Excellent! I'll give it go, thanks.


----------



## Sean66

aslettd said:


> Have a Google for homemade elexir. 10oz of distilled water, 1oz ech20 and 1 oz reload. A couple of sprays of that on the panel as you dry will be golden. You could try a spray of pure reload as you dry but I think that will clog your drying towels up in no time


I use ONR with reload and it's fantastic !


----------



## Guest

ECH20 is one brilliant and quietly underrated product. I don't really believe in rinse less washing as I always have water on hand, but as a waterless/quick detailing it is just brilliant.

No polymer type of residue like ONR either, which means its not going to mask the hydrophobic qualities or clog up a ceramic coating.


----------



## bio10155

I use Ech2O as a pre-wetting agent before I get into my 2BM w. shampoo. I mainly use it as a super lubricant and for the encapsulation properties on my ceramic coat.


----------



## Yellow Dave

As a waterless wash or rinseless wash, is ech02 as good as optimum no rinse?

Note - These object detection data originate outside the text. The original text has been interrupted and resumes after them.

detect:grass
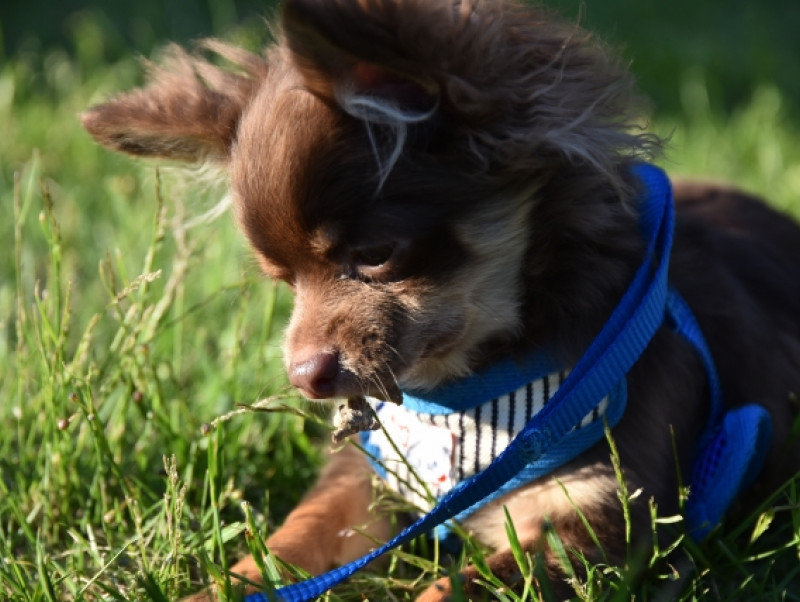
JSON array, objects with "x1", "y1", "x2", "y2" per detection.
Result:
[{"x1": 0, "y1": 2, "x2": 800, "y2": 601}]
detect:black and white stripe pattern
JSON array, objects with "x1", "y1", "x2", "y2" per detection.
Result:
[{"x1": 368, "y1": 371, "x2": 609, "y2": 508}]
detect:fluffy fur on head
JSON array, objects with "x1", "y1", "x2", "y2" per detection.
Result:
[{"x1": 83, "y1": 0, "x2": 800, "y2": 600}]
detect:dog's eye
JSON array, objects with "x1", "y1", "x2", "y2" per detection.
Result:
[{"x1": 352, "y1": 243, "x2": 395, "y2": 268}]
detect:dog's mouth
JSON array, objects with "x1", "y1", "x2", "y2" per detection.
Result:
[{"x1": 288, "y1": 351, "x2": 403, "y2": 403}]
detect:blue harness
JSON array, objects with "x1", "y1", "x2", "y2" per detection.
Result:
[{"x1": 246, "y1": 164, "x2": 772, "y2": 602}]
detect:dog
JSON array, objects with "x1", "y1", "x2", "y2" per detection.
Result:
[{"x1": 82, "y1": 0, "x2": 800, "y2": 601}]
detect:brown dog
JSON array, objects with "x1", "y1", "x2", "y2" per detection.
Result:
[{"x1": 83, "y1": 0, "x2": 800, "y2": 600}]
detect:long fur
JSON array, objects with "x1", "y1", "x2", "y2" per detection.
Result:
[{"x1": 83, "y1": 0, "x2": 800, "y2": 601}]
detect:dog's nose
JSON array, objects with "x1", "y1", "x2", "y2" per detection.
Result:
[{"x1": 289, "y1": 351, "x2": 339, "y2": 399}]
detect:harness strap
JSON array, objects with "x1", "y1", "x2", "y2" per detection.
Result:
[{"x1": 246, "y1": 164, "x2": 674, "y2": 602}]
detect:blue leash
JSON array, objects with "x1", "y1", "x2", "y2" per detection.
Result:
[{"x1": 245, "y1": 164, "x2": 769, "y2": 602}]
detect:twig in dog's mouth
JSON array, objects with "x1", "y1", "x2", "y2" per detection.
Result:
[{"x1": 333, "y1": 395, "x2": 381, "y2": 443}]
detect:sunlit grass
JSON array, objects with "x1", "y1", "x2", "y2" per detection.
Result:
[{"x1": 0, "y1": 12, "x2": 800, "y2": 601}]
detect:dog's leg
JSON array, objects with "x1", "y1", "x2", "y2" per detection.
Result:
[
  {"x1": 186, "y1": 445, "x2": 391, "y2": 602},
  {"x1": 417, "y1": 462, "x2": 649, "y2": 602}
]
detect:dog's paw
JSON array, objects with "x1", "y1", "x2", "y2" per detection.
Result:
[{"x1": 417, "y1": 577, "x2": 453, "y2": 602}]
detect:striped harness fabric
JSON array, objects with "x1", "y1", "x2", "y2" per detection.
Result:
[
  {"x1": 246, "y1": 164, "x2": 772, "y2": 602},
  {"x1": 361, "y1": 370, "x2": 619, "y2": 518}
]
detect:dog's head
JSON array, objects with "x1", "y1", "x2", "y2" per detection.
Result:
[{"x1": 83, "y1": 0, "x2": 648, "y2": 399}]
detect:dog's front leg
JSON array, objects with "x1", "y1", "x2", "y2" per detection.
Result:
[{"x1": 185, "y1": 445, "x2": 391, "y2": 602}]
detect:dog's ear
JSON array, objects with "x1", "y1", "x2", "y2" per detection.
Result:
[
  {"x1": 282, "y1": 0, "x2": 658, "y2": 188},
  {"x1": 81, "y1": 40, "x2": 267, "y2": 162},
  {"x1": 282, "y1": 0, "x2": 444, "y2": 120}
]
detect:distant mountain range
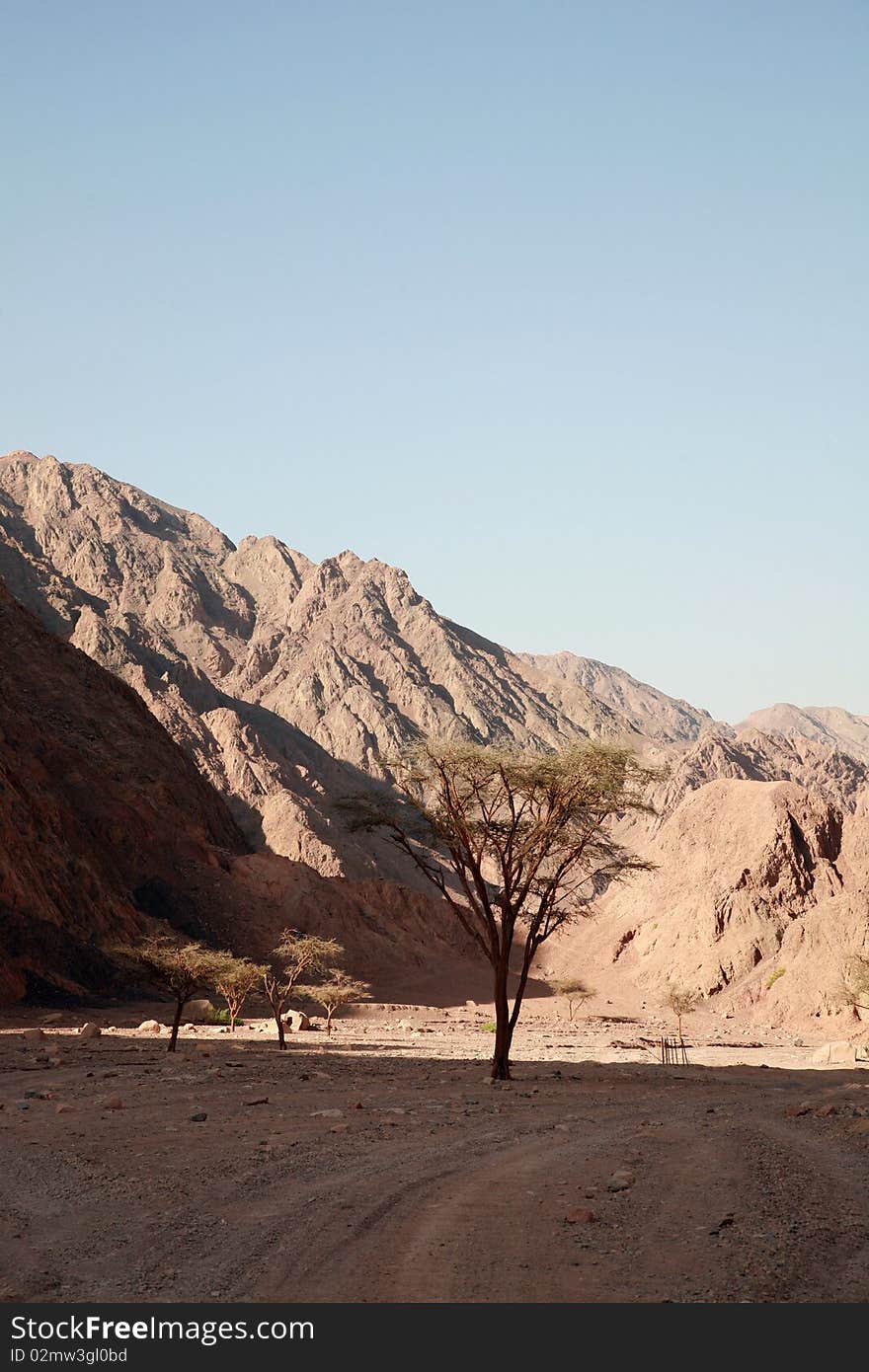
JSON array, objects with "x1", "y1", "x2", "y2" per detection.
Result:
[{"x1": 0, "y1": 453, "x2": 869, "y2": 1021}]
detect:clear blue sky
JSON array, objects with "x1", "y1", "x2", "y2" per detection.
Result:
[{"x1": 0, "y1": 0, "x2": 869, "y2": 719}]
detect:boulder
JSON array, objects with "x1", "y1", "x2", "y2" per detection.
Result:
[
  {"x1": 184, "y1": 998, "x2": 214, "y2": 1025},
  {"x1": 812, "y1": 1038, "x2": 856, "y2": 1067}
]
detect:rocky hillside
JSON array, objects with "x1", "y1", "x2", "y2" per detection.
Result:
[
  {"x1": 738, "y1": 705, "x2": 869, "y2": 763},
  {"x1": 0, "y1": 453, "x2": 869, "y2": 1016},
  {"x1": 0, "y1": 586, "x2": 460, "y2": 1000},
  {"x1": 0, "y1": 453, "x2": 707, "y2": 877},
  {"x1": 550, "y1": 735, "x2": 869, "y2": 1025}
]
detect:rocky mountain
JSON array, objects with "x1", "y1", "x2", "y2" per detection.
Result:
[
  {"x1": 736, "y1": 705, "x2": 869, "y2": 763},
  {"x1": 0, "y1": 573, "x2": 464, "y2": 1002},
  {"x1": 517, "y1": 653, "x2": 713, "y2": 743},
  {"x1": 553, "y1": 778, "x2": 869, "y2": 1025},
  {"x1": 0, "y1": 453, "x2": 869, "y2": 1017}
]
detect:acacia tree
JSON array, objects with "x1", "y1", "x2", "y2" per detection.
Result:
[
  {"x1": 211, "y1": 953, "x2": 268, "y2": 1033},
  {"x1": 665, "y1": 986, "x2": 699, "y2": 1042},
  {"x1": 295, "y1": 967, "x2": 370, "y2": 1033},
  {"x1": 117, "y1": 935, "x2": 226, "y2": 1052},
  {"x1": 549, "y1": 977, "x2": 594, "y2": 1024},
  {"x1": 341, "y1": 741, "x2": 650, "y2": 1080},
  {"x1": 263, "y1": 929, "x2": 344, "y2": 1048}
]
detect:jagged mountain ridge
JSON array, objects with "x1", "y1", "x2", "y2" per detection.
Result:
[
  {"x1": 0, "y1": 454, "x2": 869, "y2": 1013},
  {"x1": 0, "y1": 573, "x2": 464, "y2": 1002}
]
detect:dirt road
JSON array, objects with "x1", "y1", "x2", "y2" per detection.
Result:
[{"x1": 0, "y1": 1029, "x2": 869, "y2": 1302}]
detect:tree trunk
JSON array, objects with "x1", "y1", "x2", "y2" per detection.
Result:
[
  {"x1": 492, "y1": 956, "x2": 514, "y2": 1081},
  {"x1": 166, "y1": 999, "x2": 186, "y2": 1052}
]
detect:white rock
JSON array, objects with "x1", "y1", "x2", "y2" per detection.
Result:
[{"x1": 184, "y1": 998, "x2": 214, "y2": 1025}]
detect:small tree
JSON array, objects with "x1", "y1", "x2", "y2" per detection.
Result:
[
  {"x1": 665, "y1": 985, "x2": 700, "y2": 1042},
  {"x1": 339, "y1": 741, "x2": 661, "y2": 1080},
  {"x1": 263, "y1": 929, "x2": 344, "y2": 1048},
  {"x1": 549, "y1": 977, "x2": 594, "y2": 1024},
  {"x1": 117, "y1": 936, "x2": 226, "y2": 1052},
  {"x1": 295, "y1": 967, "x2": 370, "y2": 1033},
  {"x1": 211, "y1": 953, "x2": 268, "y2": 1033},
  {"x1": 841, "y1": 953, "x2": 869, "y2": 1010}
]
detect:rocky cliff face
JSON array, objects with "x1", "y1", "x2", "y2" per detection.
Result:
[
  {"x1": 0, "y1": 573, "x2": 461, "y2": 1000},
  {"x1": 0, "y1": 453, "x2": 706, "y2": 878},
  {"x1": 738, "y1": 705, "x2": 869, "y2": 763},
  {"x1": 0, "y1": 453, "x2": 869, "y2": 1017}
]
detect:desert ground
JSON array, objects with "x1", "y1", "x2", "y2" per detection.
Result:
[{"x1": 0, "y1": 1004, "x2": 869, "y2": 1302}]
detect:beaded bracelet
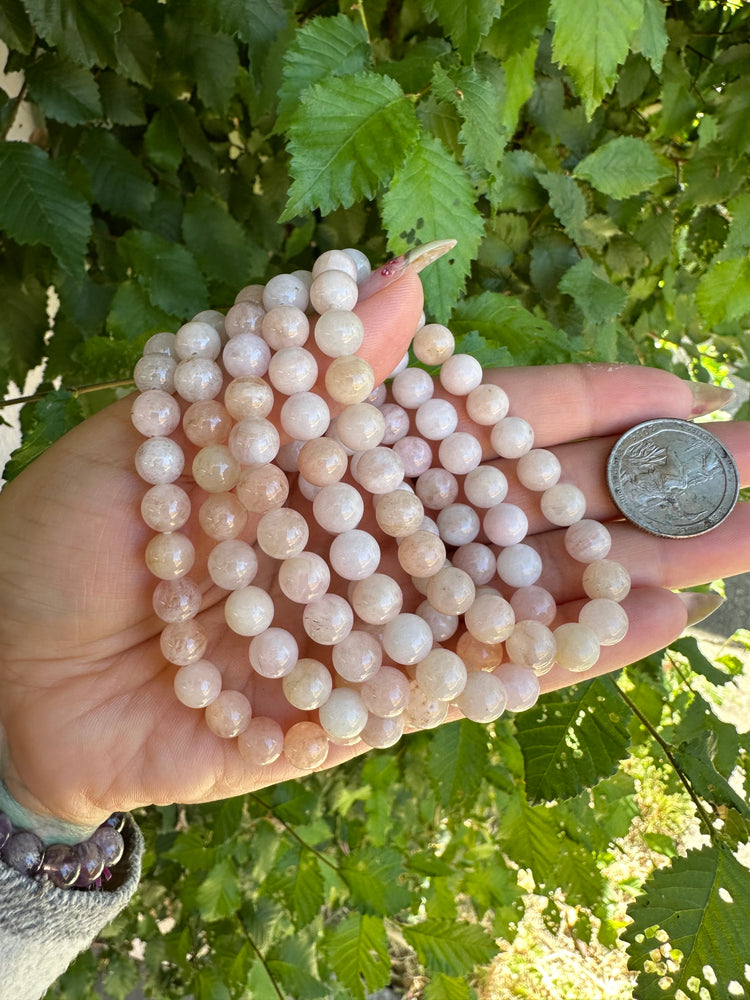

Looking at the dilution ratios it doesn’t seem to be as concentrated, but does it perform as well?


----------



## Guest

Yellow Dave said:


> As a waterless wash or rinseless wash, is ech02 as good as optimum no rinse?
> 
> Looking at the dilution ratios it doesn't seem to be as concentrated, but does it perform as well?


Much better product IMO, and a far better and more honest company to support (don't get me started). ONR leaves the panel clean without adding that weird slippery polymer feel that likely effects anything you put on top and ECH2O you can use in direct sunlight on a hot day, no bother.


----------



## Brian1612

I'm not a fan of the haze echo2 leaves behind.

Sent from my SM-G975F using Tapatalk


----------



## Guest

The haze buffs off easy. Actually useful if used are a waterless to see coverage. I can see it might be off-putting on a rinseless though.


----------



## ftoed

DannyRS3 said:


> The haze buffs off easy. Actually useful if used are a waterless to see coverage. I can see it might be off-putting on a rinseless though.


I didn't get any haze at rinseless dilution...since i tried ech2o , I've also tried optimum wash and wax rinsless. I know there are many variables with car paint what was on before, even the weather but i thought it was terrible next to the ech2o. Just didn't seem to work well at all.


----------



## Yellow Dave

Not tried it as a rinseless wash yet. But with some light dust spots from a couple of showers and a week of driving i tried ech02 as a waterless wash on a couple of panels and as a clay lube. Been really impressed with its ability to clean and lubricate


----------



## MAUI

aslettd said:


> Have a Google for homemade elexir. 10oz of distilled water, 1oz ech20 and 1 oz reload. A couple of sprays of that on the panel as you dry will be golden. You could try a spray of pure reload as you dry but I think that will clog your drying towels up in no time


Doesn't Elixir have a touch of Hydro2o?


----------



## DIESEL DAVE

ftoed said:


> The carpro ech2o really is good. 30-40 ml in 4 litres of water for the rinseless.


Thats quite a strong dilution rate in comparison with ONR


----------



## sm81

DIESEL DAVE said:


> Thats quite a strong dilution rate in comparison with ONR


Carpro advice: 1:256. Same than ONR has.


----------



## DIESEL DAVE

sm81 said:


> Carpro advice: 1:256. Same than ONR has.


yep 30 ml to 7.68 litres of water


----------



## ftoed

Maybe ive being going a bit strong..still, works well.
I still have my bottle of optimum wash and wax and i tell you what i have used it for, quick detailer, and it is very good, nice waxy sheen to it.


----------